Station InitiativesWellness Wednesday

Actions

Living kidney donors help save thousands waiting for transplants

Living kidney donors help save thousands of lives
Posted

Thousands of Americans are waiting for a life-saving kidney transplant, and doctors say living donors play a critical role in helping close that gap.

Dr. Donald Morris with Intermountain Health says the need remains significant nationwide.

“Approximately 90,000 of those are waiting for a kidney transplant. So living kidney donation is a way that we're able to close some of that gap between the need and the availability of organs,” Morris said.

Each day, people die while waiting.

Dr. Morris says somewhere between 11 and 20 men and women die each day in the United States while waiting for a kidney transplant. That adds up to roughly 6,000 people each year.

At Intermountain Health, Morris and his team are working to improve those outcomes. Last year, the health system performed more than 500 transplants, setting a new benchmark in Utah.

Those procedures are only possible because of donors and their families.

“Without those people, none of this happens,” Morris said.

Intermountain Health is also nationally recognized for its transplant program.

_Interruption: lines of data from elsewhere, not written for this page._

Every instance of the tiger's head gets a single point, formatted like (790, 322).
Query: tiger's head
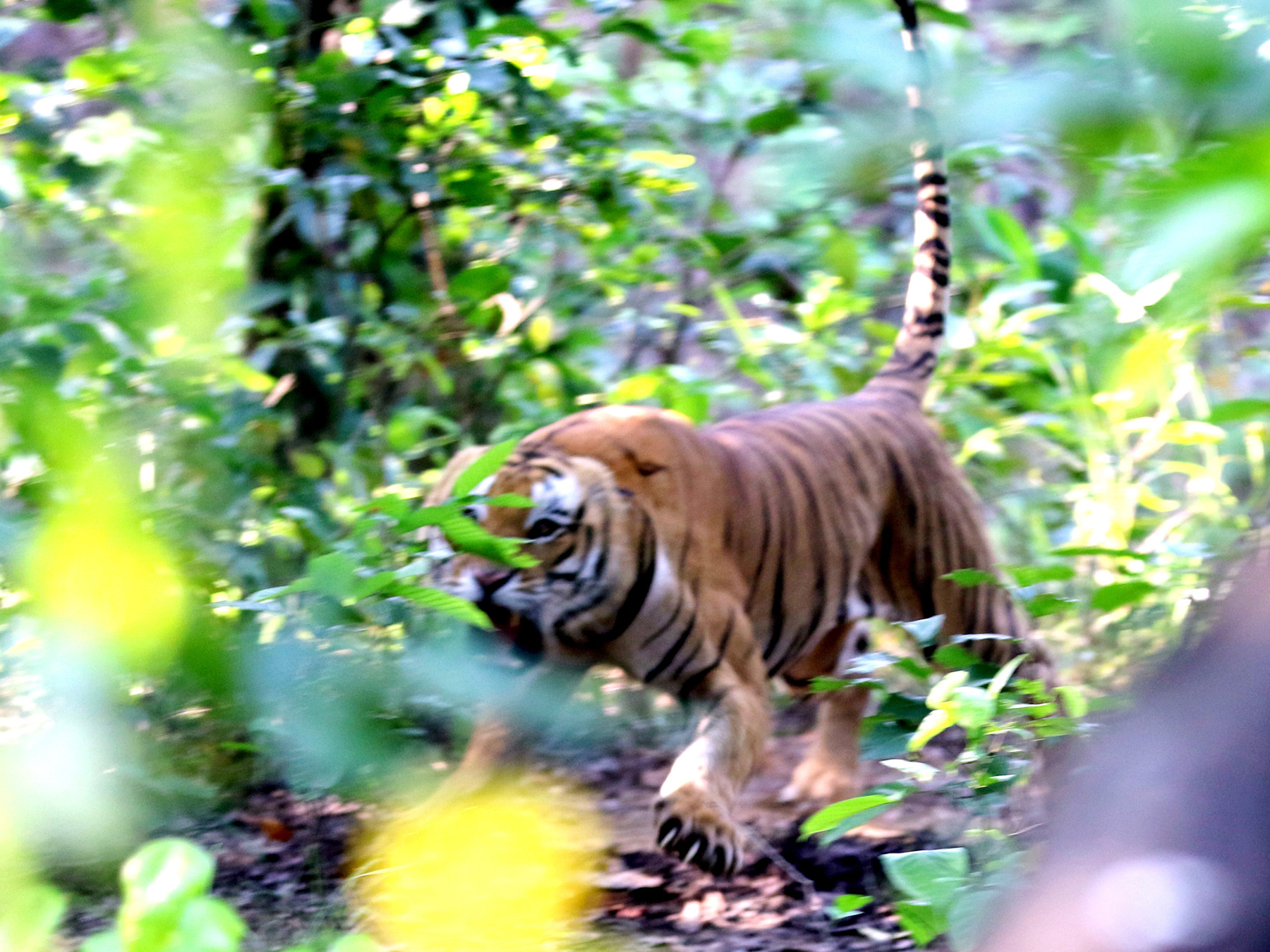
(593, 544)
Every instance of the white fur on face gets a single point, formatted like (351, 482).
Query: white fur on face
(555, 496)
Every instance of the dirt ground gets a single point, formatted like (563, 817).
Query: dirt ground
(281, 861)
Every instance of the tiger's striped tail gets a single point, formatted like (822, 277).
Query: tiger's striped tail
(914, 361)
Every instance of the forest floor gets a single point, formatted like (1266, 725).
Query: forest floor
(281, 862)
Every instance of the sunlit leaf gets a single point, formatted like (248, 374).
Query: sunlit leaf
(921, 920)
(485, 466)
(925, 631)
(929, 875)
(933, 12)
(1240, 410)
(774, 121)
(460, 609)
(1120, 593)
(1035, 574)
(847, 905)
(969, 578)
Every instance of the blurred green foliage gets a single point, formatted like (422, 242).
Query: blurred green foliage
(266, 266)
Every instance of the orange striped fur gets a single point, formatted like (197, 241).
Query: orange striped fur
(705, 561)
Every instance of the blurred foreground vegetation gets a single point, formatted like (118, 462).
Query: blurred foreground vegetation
(265, 267)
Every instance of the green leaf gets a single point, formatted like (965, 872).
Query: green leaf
(366, 587)
(480, 282)
(933, 12)
(408, 425)
(333, 574)
(1001, 678)
(774, 121)
(819, 685)
(1047, 603)
(929, 876)
(943, 691)
(919, 671)
(487, 465)
(841, 257)
(933, 725)
(971, 917)
(1014, 241)
(1035, 574)
(66, 11)
(30, 917)
(969, 578)
(355, 942)
(441, 601)
(1075, 704)
(1098, 551)
(835, 814)
(210, 924)
(427, 515)
(468, 536)
(921, 920)
(710, 44)
(883, 742)
(512, 501)
(1240, 410)
(925, 630)
(159, 881)
(1120, 593)
(955, 657)
(849, 904)
(633, 28)
(971, 707)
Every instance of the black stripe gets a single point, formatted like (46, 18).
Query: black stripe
(638, 592)
(696, 678)
(675, 649)
(668, 622)
(778, 614)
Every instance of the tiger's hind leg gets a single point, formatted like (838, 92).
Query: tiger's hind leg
(831, 768)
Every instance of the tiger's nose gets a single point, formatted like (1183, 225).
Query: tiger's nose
(492, 582)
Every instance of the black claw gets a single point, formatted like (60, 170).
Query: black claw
(719, 866)
(700, 855)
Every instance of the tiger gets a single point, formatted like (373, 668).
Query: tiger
(706, 561)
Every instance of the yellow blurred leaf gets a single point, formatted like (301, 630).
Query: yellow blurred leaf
(668, 160)
(502, 871)
(103, 580)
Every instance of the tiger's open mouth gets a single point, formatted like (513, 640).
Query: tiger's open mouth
(516, 628)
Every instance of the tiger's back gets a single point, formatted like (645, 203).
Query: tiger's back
(708, 560)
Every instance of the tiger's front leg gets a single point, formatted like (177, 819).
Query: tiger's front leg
(694, 815)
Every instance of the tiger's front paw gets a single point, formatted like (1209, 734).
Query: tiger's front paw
(695, 826)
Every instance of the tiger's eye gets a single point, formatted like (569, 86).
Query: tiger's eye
(544, 527)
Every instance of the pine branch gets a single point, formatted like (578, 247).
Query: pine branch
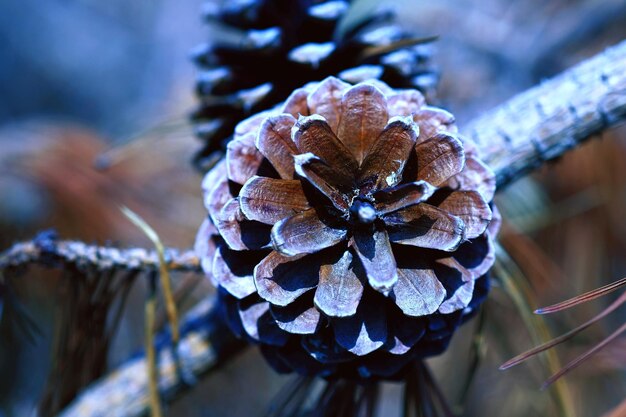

“We're the only institution that has both kidney and liver transplant program. Ranked in the top five nationally for both speed to transplant and outcomes after one year after transplant,” Morris said.

Before a transplant can take place, both donors and recipients must go through extensive medical evaluations.

Dr. Morris says the screening process for living donors can be especially thorough.

“In some ways it's even more important for a living donor because that person is stepping forward,” Morris said. “They're gonna undergo surgery that is an elective surgery, which they would not otherwise have undertaken. We're evaluating that individual completely independent of the recipient.”

Sometimes, that evaluation leads doctors to decline a potential donor.

“Oh, yes. Yes,” Morris said when asked if people are ever turned away. “We've made many people unhappy because we will turn them away if we feel that the risk is too high.”

He says the process is intentionally rigorous to protect donors.

“As one of our coordinators says they're gonna get the astronaut physical. We're gonna, if not leave a stone unturned.”

Even the lighthearted moments during the conversation highlighted how seriously the team takes donor health.

“We're trying to set that up,” Morris joked after being asked if donors might get the same centrifuge test astronauts use during training.

Doctors say while the process can be demanding, living donors remain one of the most powerful ways to help people waiting for a kidney transplant.